Thousands demand investigation of human rights cases

Source – December 10, 2003
LGBT people commemorate Human Rights Day in Jakarta (Antara)
LGBT people commemorate Human Rights Day in Jakarta (Antara)

Suwarjono, Jakarta – Around 1000 demonstrators held a demonstration commemorating world human rights day at the Presidential Palace on Jalan Merdeka Utara on Wednesday December 10. Although the palace was empty – President Megawati Sukarnoputri is currently visiting Japan – it did not diminish the spirit of the human rights activists.

During their action the demonstrators called for the government to resolve cases of past human rights violations and bring [the perpetrators] before a human rights court.
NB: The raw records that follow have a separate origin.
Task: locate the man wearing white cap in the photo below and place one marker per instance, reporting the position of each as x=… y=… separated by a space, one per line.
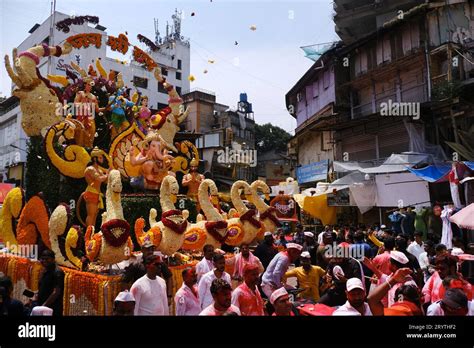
x=206 y=264
x=124 y=304
x=187 y=298
x=273 y=276
x=309 y=245
x=266 y=250
x=243 y=258
x=150 y=290
x=355 y=304
x=308 y=277
x=398 y=260
x=41 y=311
x=281 y=303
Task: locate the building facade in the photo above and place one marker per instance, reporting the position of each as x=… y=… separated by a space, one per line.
x=173 y=57
x=405 y=86
x=227 y=142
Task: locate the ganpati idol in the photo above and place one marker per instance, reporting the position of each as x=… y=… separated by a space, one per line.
x=143 y=115
x=118 y=105
x=154 y=160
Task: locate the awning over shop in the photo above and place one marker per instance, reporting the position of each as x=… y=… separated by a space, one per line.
x=432 y=173
x=470 y=165
x=4 y=189
x=465 y=217
x=395 y=163
x=317 y=207
x=312 y=172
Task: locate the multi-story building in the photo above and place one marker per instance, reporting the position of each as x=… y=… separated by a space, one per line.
x=224 y=131
x=312 y=101
x=12 y=142
x=405 y=86
x=355 y=19
x=405 y=60
x=173 y=56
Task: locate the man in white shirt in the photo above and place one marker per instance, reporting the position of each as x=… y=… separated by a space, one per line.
x=187 y=298
x=204 y=287
x=149 y=291
x=355 y=304
x=222 y=296
x=124 y=304
x=273 y=276
x=246 y=296
x=206 y=264
x=416 y=247
x=454 y=303
x=424 y=259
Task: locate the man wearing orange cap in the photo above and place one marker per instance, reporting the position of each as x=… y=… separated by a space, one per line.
x=273 y=276
x=308 y=277
x=281 y=303
x=247 y=296
x=355 y=304
x=150 y=290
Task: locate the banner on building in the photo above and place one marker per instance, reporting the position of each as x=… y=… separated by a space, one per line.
x=339 y=199
x=4 y=189
x=275 y=173
x=312 y=172
x=285 y=206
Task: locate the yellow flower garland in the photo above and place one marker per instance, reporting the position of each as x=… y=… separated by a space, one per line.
x=12 y=207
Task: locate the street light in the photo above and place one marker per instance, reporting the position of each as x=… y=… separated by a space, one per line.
x=19 y=148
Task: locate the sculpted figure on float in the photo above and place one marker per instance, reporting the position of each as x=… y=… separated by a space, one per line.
x=37 y=98
x=167 y=234
x=154 y=160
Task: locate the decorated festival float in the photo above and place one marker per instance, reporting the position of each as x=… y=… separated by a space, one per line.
x=105 y=139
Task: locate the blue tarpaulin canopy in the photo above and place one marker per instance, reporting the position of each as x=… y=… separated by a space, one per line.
x=432 y=173
x=314 y=52
x=470 y=165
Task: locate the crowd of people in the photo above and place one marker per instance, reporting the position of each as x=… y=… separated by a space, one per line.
x=339 y=271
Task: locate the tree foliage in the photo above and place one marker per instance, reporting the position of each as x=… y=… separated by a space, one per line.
x=269 y=137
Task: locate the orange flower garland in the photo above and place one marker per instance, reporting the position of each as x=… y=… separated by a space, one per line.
x=92 y=287
x=85 y=40
x=235 y=234
x=34 y=220
x=194 y=239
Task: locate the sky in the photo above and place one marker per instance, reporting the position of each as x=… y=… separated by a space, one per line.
x=265 y=64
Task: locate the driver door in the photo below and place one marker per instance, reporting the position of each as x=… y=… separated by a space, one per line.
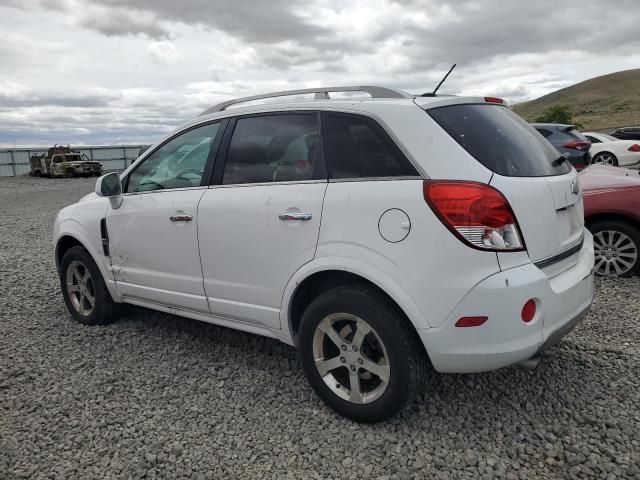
x=153 y=238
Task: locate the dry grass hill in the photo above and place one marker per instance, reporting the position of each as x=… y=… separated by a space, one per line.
x=601 y=103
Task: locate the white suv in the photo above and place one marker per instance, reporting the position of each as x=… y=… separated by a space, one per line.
x=382 y=235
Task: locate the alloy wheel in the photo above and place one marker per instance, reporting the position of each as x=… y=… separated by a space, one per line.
x=616 y=253
x=80 y=288
x=351 y=358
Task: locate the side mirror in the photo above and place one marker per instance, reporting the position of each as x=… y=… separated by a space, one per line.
x=109 y=186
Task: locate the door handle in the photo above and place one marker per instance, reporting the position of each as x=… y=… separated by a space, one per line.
x=295 y=216
x=181 y=218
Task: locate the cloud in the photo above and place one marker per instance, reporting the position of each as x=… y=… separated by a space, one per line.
x=164 y=52
x=139 y=68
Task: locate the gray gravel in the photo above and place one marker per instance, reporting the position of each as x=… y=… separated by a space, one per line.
x=156 y=396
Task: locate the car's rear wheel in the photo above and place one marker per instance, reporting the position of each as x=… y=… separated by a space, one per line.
x=85 y=293
x=360 y=354
x=605 y=158
x=617 y=248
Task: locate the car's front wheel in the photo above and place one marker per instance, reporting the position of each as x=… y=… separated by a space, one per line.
x=84 y=290
x=360 y=353
x=616 y=246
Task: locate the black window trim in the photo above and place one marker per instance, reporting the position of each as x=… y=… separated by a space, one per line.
x=384 y=133
x=208 y=168
x=465 y=149
x=319 y=165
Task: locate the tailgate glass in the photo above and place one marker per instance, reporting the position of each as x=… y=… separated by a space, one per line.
x=500 y=140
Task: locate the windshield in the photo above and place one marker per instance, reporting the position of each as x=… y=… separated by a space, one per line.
x=500 y=140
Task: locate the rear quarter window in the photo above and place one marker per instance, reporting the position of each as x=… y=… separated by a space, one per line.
x=500 y=140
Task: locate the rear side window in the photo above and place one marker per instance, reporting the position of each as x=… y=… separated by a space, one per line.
x=272 y=148
x=357 y=147
x=500 y=140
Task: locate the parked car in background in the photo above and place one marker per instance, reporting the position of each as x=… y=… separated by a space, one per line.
x=612 y=214
x=62 y=161
x=379 y=237
x=608 y=150
x=627 y=133
x=568 y=141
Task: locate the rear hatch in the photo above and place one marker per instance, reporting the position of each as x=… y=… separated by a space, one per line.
x=540 y=185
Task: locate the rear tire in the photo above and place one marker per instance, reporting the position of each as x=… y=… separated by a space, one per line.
x=372 y=362
x=605 y=158
x=84 y=291
x=617 y=248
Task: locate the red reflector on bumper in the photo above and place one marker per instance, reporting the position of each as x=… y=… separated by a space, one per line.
x=529 y=311
x=471 y=321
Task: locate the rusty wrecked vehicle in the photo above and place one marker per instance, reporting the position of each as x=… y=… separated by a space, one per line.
x=63 y=162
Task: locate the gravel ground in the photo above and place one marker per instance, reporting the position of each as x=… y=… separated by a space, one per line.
x=156 y=396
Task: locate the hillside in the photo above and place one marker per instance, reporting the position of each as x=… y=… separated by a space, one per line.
x=601 y=103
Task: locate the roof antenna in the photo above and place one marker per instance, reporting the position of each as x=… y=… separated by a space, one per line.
x=433 y=94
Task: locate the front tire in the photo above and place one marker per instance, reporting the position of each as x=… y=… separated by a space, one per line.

They demanded that the humanitarian tragedy during the period of the New Order [regime of former President Suharto] and up until now be fully investigated.

The cases which they demanded be investigated included the Tanjung Priok tragedy(1), the Lampung tragedy(2), cases which occurred when Aceh was declared a military operations zone(3), the abduction of activists(4), the Trisakti and the Semanggi I and II cases(5) and human rights violations in Aceh during the military emergency(6).
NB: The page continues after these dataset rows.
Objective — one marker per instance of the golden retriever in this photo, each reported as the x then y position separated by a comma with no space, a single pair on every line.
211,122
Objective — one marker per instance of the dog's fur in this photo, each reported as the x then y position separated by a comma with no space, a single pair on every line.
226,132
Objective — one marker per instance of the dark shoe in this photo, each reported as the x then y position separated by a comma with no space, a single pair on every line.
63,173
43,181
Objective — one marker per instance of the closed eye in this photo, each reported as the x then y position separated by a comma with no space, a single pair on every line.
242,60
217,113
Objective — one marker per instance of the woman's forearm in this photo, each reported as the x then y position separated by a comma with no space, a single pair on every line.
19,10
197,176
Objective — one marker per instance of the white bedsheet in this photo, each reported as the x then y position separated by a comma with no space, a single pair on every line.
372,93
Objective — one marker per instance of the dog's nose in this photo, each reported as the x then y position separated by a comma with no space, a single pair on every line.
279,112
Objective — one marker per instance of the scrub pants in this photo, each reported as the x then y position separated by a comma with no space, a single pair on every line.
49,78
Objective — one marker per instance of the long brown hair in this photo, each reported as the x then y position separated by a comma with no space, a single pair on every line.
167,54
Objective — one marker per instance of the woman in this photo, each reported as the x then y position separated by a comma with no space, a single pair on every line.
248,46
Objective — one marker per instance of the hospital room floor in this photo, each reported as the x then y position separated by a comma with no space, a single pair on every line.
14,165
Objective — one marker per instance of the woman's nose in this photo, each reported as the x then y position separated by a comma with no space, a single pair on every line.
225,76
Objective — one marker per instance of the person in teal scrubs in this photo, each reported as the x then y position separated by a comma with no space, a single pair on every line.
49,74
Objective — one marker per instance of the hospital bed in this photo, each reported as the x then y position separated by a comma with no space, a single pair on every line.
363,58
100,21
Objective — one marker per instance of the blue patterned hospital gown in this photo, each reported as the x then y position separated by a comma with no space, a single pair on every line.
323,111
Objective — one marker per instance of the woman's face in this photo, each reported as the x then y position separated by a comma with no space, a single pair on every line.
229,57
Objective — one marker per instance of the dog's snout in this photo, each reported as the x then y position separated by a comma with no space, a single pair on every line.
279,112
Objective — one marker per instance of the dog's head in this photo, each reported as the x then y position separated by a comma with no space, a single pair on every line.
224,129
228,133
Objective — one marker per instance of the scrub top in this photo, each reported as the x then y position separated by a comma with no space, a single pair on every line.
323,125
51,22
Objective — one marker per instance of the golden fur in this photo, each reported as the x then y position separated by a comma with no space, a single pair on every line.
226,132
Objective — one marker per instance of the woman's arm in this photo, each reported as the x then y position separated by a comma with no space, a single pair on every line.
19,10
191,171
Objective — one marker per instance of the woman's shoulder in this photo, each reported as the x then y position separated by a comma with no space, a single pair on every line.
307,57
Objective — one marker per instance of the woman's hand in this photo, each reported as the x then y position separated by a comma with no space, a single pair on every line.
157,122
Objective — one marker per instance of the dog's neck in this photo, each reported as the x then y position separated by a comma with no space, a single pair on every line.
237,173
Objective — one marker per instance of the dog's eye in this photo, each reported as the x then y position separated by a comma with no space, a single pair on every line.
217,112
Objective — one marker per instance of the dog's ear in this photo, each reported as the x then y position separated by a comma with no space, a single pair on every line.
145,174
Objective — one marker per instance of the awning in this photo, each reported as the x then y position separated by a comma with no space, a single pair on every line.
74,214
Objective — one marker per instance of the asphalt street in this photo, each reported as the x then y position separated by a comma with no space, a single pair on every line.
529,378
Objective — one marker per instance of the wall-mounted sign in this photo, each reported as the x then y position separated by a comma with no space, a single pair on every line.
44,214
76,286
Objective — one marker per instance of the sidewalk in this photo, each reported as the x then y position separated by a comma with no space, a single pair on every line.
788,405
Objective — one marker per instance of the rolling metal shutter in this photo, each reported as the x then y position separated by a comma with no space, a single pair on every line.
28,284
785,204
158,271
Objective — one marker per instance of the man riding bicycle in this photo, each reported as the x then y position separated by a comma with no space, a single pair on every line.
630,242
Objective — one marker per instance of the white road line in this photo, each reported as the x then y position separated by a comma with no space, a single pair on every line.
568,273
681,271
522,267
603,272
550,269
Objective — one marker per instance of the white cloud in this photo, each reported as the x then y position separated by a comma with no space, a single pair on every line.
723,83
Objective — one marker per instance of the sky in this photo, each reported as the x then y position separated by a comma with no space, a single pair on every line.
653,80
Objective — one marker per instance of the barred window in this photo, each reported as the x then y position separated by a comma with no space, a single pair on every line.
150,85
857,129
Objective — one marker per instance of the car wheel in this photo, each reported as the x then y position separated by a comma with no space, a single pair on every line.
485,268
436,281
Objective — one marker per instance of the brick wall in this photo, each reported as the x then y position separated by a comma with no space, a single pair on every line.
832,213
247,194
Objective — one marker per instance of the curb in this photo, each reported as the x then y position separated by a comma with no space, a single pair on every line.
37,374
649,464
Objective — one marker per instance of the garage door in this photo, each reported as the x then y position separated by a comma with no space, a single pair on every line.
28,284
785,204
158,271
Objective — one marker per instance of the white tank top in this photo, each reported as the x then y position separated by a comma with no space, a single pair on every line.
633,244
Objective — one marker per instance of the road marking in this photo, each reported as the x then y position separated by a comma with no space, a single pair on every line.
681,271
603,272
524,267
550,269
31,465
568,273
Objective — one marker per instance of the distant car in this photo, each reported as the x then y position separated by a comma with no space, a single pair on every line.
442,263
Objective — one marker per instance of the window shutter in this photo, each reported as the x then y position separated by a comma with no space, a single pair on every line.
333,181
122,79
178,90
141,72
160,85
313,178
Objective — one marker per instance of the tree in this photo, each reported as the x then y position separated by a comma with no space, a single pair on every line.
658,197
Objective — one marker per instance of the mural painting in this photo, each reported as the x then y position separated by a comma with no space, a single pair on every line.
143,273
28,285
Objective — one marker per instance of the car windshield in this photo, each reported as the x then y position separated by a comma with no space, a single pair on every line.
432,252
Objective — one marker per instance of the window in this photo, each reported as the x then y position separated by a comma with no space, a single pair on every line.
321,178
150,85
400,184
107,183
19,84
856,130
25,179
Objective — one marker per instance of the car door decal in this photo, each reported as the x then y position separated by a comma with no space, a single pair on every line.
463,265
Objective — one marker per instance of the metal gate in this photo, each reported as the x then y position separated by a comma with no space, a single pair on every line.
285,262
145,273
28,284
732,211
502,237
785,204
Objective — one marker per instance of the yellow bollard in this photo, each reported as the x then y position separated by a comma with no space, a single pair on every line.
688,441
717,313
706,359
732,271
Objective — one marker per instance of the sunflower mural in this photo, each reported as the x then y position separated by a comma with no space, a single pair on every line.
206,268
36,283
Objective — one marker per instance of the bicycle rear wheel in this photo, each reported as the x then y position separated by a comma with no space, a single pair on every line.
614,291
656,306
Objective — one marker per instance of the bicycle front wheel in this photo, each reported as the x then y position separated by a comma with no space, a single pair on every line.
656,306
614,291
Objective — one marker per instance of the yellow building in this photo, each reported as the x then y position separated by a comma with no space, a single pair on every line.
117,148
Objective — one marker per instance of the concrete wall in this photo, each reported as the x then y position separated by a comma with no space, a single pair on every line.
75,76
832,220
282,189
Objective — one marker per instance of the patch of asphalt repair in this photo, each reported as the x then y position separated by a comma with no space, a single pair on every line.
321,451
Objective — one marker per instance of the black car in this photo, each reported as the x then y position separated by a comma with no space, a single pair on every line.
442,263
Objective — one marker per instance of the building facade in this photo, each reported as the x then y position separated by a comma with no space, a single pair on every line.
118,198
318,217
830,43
The demonstrators who came from a number of different groups including the National Human Rights Commission, the Commission on Missing Persons and Victims of Violence (Kontras), the Association of Families of Missing Persons in Indonesia (Ikohi), the Trisakti Student Executive Council, the Tambang Network, the Bung Karno University, the National Student League for Democracy (LMND), National Institute of Science and Technology and the Jayabaya University, began their action at the Hotel Indonesia roundabout. They then moved off to Bank Indonesia to protest a meeting of the Consultative Groups on Indonesia (IGC), then the offices of the coordinating minister for politics and security and finally to the Presidential Palace.

During the action the demonstrators took up various issued including rejecting donor institutions such as the International Monetary Fund, the CGI, World Band, the Asia Development Bank and developed countries. This was because they consider them to be a new model of colonialism which must be opposed and that the debts owed to them have burdened the ordinary people.
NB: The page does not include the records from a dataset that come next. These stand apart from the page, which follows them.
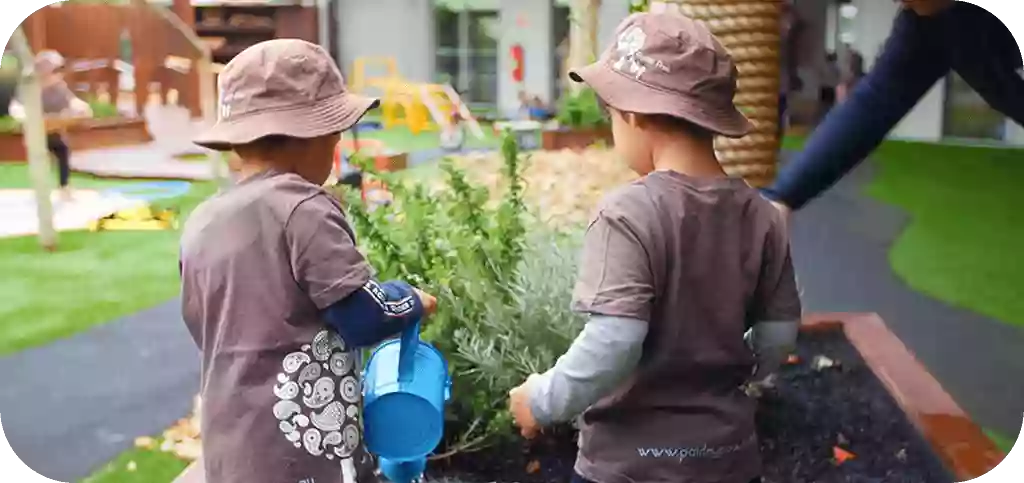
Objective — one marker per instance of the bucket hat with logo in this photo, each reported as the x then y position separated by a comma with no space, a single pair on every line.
668,63
285,87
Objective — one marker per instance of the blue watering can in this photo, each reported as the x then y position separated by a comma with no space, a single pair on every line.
406,386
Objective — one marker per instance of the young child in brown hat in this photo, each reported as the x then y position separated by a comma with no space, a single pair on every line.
676,267
274,292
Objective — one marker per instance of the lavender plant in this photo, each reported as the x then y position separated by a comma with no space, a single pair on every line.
503,282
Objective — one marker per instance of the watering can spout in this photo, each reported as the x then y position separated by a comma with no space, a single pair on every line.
406,388
403,472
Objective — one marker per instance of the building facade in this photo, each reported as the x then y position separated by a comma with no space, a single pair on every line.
468,43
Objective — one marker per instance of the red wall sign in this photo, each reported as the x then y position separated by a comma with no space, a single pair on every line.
517,62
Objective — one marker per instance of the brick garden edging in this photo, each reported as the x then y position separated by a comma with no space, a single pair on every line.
955,439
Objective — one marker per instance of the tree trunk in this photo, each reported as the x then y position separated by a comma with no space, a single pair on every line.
583,36
34,133
751,30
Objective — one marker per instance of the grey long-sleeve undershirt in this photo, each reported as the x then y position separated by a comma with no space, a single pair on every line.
601,357
608,350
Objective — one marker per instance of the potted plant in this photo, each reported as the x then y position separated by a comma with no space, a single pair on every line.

As well as being joined by activists, the action was also joined by fisherpeople from a number of locations including Bogor, Karawang and Banten. The action began at around 2.45pm and was still continuing as of going to print. (gtp)


1. Tanjung Priok – On 12 September 1984, dozens of people were killed and injured when troops fired on Muslim demonstrators in the port district of Tanjung Priok, North Jakarta.

2. Lampung: On February 7, 1989, as many as 100 people were killed when troops surrounded a village in Lampung, South Sumatra, opened fire and set fire to homes. The government claimed the villagers were members of a “deviant” Muslim sect and that troops were “defending themselves”.

3. Daerah Operasi Militer/Military Operations Zone: From 1989 to 1998, Aceh was designated a special military operations area (DOM). During this period thousands of people, mostly civilians, died as a result of clashes, torture and acts of vengeance.

4. Abduction of activists: Between 1997 and 1998 as many as fourteen pro-democracy activists were abducted by members of the elite special forces Kopassus. After extended periods of detention – in many cases the victims were severely tortured – most were released although four remain missing and are presumed dead. Former Kopassus chief Lieutenant General Prabowo Subianto who was at the time President Suharto’s son-in-law is alleged to have ordered the abductions. In April 1999, 11 low-ranking Kopassus officers were tried by a military court for the kidnappings and given sentences of between a year and 22 months in prison, although six of them were allowed to remain in the army.

5. Trisakti/Semanggi: In May 1998, security personnel shot into a crowd of student protesters from the Trisakti University near their campus in West Jakarta, killing four students and injuring several. This proved to be the spark which set-off three days of mass demonstrations and rioting in Jakarta which eventually lead to the overthrow of former President Suharto. The Semanggi I and II cases involved the fatal shooting of dozens of student demonstrators in Jakarta in November 1998 and September 1999 respectively.

6. Following the breakdown of peace negotiations between the Free Aceh Movement (GAM) and the Indonesian government, on May 19, 2003, President Megawati Sukarnoputri declared Aceh to be under a state of military emergency (marshal law) for six months. The government immediately launched what it euphemistically referred to as an “integrated” operation to restore security (read destroy GAM), law enforcement, the functioning of government and a “humanitarian” operation. In November the operation was extended by a further six months. During this period hundreds of civilians have been killed, wounded and disappeared, hundreds of schools burnt down and thousands forced to evacuate their homes.